Freed from the preconception that Drake’s anchorage was in California at about 38°, we can look at the various clues to see if they can lead us to the true anchorage, and to an understanding of Drake’s true movements. We begin by limiting the search, using two particular clues: the animals and the Indian culture described in the accounts.

The Hakluyt account contains a detailed description of the events and the people that Drake encountered at New Albion, and contains several elements that are inconsistent with it being in California. For example, it describes an animal that the local people hunted and whose fur they valued highly. The account says that the “kings holiday coat” was made out of them. The animal was so unusual that the English visitors had to describe its various parts by reference to animals with which they were familiar. They were called “a strange kind of connies”, meaning that they were members of the rabbit or guinea pig family. Their heads were the size of English rabbits, but their bodies the size of “Barbary conies”, or hyraxes, North African animals the size of a large domestic cat. Under their cheeks were pouches, like guinea pigs and hamsters, and their feet were like those of a mole. Finally, they had a tail “exceedingly long, like that of a rat”.
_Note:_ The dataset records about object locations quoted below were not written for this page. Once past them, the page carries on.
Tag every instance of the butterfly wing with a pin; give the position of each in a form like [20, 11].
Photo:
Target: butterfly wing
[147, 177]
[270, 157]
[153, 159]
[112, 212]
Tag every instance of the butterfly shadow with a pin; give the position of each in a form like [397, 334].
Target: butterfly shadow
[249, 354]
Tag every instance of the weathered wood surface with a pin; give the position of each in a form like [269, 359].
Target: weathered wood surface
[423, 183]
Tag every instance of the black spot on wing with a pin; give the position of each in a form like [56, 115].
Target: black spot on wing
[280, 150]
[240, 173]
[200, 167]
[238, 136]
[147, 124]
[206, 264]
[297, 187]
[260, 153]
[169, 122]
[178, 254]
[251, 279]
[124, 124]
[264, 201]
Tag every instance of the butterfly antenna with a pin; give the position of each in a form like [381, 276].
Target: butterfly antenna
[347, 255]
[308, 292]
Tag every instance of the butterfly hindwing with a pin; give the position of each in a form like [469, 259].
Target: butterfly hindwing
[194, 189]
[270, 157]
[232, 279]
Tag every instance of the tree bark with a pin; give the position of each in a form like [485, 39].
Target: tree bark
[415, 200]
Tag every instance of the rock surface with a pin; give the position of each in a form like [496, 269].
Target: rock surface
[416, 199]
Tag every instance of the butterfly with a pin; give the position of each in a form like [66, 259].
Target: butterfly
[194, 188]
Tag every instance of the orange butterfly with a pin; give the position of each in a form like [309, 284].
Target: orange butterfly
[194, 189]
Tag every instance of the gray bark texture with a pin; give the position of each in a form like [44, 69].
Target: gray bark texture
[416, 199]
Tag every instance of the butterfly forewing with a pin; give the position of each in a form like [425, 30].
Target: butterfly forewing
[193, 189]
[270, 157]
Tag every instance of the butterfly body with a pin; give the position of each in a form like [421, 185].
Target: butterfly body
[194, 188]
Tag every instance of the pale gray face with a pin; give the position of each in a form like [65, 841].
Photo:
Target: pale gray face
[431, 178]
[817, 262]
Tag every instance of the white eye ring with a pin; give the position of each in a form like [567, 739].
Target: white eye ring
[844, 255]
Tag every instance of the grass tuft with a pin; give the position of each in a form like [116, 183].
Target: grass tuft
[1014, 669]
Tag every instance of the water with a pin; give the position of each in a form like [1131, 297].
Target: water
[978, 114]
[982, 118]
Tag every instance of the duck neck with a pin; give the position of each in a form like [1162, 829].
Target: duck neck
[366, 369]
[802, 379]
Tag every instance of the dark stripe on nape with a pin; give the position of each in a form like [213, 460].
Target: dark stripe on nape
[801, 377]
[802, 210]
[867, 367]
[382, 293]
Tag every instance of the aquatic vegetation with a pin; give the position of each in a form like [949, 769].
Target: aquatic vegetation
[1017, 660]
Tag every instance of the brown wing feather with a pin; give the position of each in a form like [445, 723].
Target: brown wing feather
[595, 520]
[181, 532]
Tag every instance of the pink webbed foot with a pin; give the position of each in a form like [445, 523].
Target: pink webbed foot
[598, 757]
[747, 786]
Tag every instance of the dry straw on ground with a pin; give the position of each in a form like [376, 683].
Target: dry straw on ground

In 1979, as part of California’s Drake celebrations, there was a great public debate, to see if they could determine just which local harbor Drake had used. When it came to this animal, it was concluded that it was a ground squirrel, which suited some sites, or a pocket gopher, which suited others. Of course, neither of these remotely resembles the animal described in the account. That is because it is a muskrat, an animal found just about everywhere in North America, with the notable exception of coastal California. If the Drake party saw muskrats, they were not in the region of San Francisco, nor anywhere else on the California coast.

Note: Earlier this century, some muskrats were artificially introduced to the California coast, for the purpose of fur farming, but they are not native to that area, and would not have been there in Drake’s time. Muskrats, like sea otters, were once plentiful along the Oregon coast, but were almost made extinct by fur trappers. The Oregon coast muskrat is a particularly large variety.

The local people described in the accounts also give us clues that New Albion could not have been in California. The Indians in that area were the Coast Miwok, and there are several aspects of the description of their culture and lifestyle that are inconsistent with a California location. However, in our attempt to limit the search for New Albion, we need only to consider one aspect of the culture that is notable for its absence: totem poles.

The people that Drake met at New Albion were not of the totem culture that characterizes the people of the North West Coast around, and north of, the Columbia River, all the way up to Alaska.

Therefore, Drake’s anchorage must have been south of the Columbia River. 

These clues let the limits be set for the search for New Albion. Muskrats set the southern limit at about the California-Oregon border and the lack of totems sets the northern limit at the Columbia River. Drake’s New Albion must therefore lie along the coast of either Oregon or Washington.